The blood collection facility must have a standard operating procedure describing actions in this circumstance. If a full-length questionnaire has been administered when a donor qualified for an abbreviated questionnaire, no additional action is required with regard to donor or product suitability. If an abbreviated questionnaire was administered when a full-length questionnaire should have been administered, the SOP must ensure that the donor unit is not made available for distribution (quarantined) until donor suitability issues have been resolved. FDA regulations specify that donor eligibility must be made on the day of donation.  In the instance in which eligibility was incorrectly determined using the aDHQ, if the donor can be re-screened and eligibility can be determined using the full-length questionnaire on the day of donation, the components may be released if otherwise suitable.  If the unit has already been distributed, then it should be treated as post-donation information, including submission of a biological product deviation report to the FDA if appropriate.  Blood collection facilities should follow current, applicable FDA Guidance, which can be found at:


Guidance Documents:



General CBER Information:






User Brochure Format: The User Brochure is modular and uses flow-charting to guide the donor historian through the donor questionnaire process. Each question is a complete section that begins on a new page, so that changes to the DHQ and the aDHQ can be easily modified in the User Brochure. Each section contains the following information:


            Question: Question number and the question.

Donor Eligibility: This section provides additional information to the donor historian on donor eligibility requirements for each question.

Note: Optional field; additional relevant information relating to the donor question.

Flow Chart: Each question is flow-charted using standard flow-charting symbols. 
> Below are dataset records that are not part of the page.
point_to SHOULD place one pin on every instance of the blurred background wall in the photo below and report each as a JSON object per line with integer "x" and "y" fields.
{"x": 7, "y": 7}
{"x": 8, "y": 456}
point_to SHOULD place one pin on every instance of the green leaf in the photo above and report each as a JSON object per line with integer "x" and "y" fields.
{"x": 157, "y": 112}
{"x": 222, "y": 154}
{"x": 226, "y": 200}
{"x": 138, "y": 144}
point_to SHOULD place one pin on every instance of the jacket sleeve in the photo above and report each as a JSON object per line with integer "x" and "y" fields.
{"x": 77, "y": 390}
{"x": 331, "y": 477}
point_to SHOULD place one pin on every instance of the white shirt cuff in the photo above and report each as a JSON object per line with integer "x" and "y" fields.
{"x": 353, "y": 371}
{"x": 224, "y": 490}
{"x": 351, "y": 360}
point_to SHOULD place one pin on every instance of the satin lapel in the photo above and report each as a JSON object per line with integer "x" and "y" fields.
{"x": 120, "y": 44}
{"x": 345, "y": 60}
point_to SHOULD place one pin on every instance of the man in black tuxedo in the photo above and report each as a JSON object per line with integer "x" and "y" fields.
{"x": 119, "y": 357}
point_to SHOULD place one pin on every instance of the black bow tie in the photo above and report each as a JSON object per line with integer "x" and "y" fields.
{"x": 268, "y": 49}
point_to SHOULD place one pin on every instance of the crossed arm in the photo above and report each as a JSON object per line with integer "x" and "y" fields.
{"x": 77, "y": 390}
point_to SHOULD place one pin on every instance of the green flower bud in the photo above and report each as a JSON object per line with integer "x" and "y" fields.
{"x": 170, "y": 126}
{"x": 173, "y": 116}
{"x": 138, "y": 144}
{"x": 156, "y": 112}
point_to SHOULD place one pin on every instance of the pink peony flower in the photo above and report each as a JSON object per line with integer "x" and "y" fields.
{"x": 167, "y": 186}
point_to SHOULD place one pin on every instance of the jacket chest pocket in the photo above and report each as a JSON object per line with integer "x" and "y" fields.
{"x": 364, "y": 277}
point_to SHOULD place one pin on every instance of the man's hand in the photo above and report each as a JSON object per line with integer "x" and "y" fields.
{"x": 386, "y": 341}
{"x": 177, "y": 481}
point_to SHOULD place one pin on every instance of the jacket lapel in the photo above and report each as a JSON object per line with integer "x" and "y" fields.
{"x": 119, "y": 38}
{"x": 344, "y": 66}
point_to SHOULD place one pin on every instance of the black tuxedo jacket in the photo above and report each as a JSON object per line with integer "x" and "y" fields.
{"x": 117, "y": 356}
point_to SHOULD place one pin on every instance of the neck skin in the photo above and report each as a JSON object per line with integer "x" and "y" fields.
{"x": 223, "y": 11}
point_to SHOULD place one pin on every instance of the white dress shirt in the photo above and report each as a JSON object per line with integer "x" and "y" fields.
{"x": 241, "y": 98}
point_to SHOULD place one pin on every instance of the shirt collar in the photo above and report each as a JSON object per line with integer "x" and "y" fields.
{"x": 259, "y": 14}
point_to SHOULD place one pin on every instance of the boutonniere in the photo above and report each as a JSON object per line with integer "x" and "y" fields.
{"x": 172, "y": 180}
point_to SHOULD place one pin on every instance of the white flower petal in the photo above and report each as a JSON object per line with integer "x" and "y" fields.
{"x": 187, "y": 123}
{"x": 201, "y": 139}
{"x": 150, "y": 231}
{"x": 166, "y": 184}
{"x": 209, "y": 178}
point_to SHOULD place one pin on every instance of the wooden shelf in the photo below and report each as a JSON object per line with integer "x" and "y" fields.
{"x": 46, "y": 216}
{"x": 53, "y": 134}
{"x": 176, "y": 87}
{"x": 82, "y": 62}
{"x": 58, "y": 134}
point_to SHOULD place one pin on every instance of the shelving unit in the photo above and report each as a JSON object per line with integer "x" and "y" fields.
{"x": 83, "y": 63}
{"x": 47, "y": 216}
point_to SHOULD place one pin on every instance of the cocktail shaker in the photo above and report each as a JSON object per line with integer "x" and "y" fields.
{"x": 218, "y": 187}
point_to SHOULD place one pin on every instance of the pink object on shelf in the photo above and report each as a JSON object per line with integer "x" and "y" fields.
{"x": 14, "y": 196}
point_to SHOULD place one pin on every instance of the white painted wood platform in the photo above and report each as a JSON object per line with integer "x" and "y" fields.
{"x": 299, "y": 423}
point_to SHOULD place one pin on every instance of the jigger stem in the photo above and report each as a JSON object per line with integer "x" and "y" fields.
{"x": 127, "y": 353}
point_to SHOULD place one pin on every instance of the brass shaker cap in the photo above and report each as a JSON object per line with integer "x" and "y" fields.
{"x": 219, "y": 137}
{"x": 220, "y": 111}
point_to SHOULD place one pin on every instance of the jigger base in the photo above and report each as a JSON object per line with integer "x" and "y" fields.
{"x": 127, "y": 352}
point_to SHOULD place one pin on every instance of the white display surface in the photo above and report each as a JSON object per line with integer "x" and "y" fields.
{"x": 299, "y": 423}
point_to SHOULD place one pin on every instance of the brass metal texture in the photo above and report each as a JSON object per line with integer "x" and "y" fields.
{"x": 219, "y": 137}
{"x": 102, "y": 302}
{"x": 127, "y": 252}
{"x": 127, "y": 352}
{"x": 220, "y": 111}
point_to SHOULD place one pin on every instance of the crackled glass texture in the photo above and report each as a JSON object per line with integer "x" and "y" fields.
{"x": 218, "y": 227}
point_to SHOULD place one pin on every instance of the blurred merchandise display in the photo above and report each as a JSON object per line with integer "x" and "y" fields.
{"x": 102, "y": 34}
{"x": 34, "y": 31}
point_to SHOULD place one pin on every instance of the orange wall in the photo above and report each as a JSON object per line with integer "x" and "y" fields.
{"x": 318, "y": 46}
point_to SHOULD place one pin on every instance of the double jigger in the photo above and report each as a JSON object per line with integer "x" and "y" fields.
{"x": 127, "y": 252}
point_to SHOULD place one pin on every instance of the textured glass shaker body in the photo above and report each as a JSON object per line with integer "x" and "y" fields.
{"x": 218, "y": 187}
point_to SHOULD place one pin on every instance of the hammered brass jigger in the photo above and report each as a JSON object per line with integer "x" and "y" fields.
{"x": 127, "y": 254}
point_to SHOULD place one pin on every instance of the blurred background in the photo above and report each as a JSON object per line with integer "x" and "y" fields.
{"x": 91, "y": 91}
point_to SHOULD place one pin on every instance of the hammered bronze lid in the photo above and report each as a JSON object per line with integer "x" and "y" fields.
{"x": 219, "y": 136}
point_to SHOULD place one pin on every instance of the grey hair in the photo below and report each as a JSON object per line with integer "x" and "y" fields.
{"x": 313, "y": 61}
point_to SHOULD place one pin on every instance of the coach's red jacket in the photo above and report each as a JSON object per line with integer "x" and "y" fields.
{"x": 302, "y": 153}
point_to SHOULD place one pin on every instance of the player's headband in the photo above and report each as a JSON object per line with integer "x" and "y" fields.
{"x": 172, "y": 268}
                        Square -- Statement

                        Diamond -- Question/decision point

                        Oval -- Action

                        Arrow -- Move to the next question

Each question ends with an ARROW that indicates to “move to the next question;” however, blood centers must follow their established policies concerning whether or not the donor suitability process is terminated when it is known that the donor will be deferred.


Donor Deferrals: For some questions, a “yes” answer calls for a required deferral, either indefinitely or for a specified period of time. A required deferral is designated in the flow chart by the Action “Defer donor.” The donor historian may need to refer to the blood center’s SOP to determine if and when the donor may be eligible to return.


For other questions, a “yes” answer may not require a deferral; rather, it may trigger a line of questioning to determine if the donor is eligible. The donor historian will need to refer to the blood center’s SOP for follow-up questions to determine suitability. This type of deferral is designated in the flow chart by the Action “ Defer donor per SOP.” For example, if a donor answers “yes” to the question “In the past 12 months, have you had a blood transfusion?,” certain blood centers may ask further questions regarding the kind of blood. Some blood centers may allow donors with confirmed receipt of autologous blood only to donate. Other centers may simply defer all donors who received blood in the last 12 months, regardless of whether the blood was allogeneic or autologous.


Each blood center’s SOP must define how the donor responses to the follow-up questions will be documented on the DHQ. Responses should be documented with sufficient detail to determine the reason for donor acceptance or deferral.


References:  A list of references concerning donor eligibility is included at the end of the questions.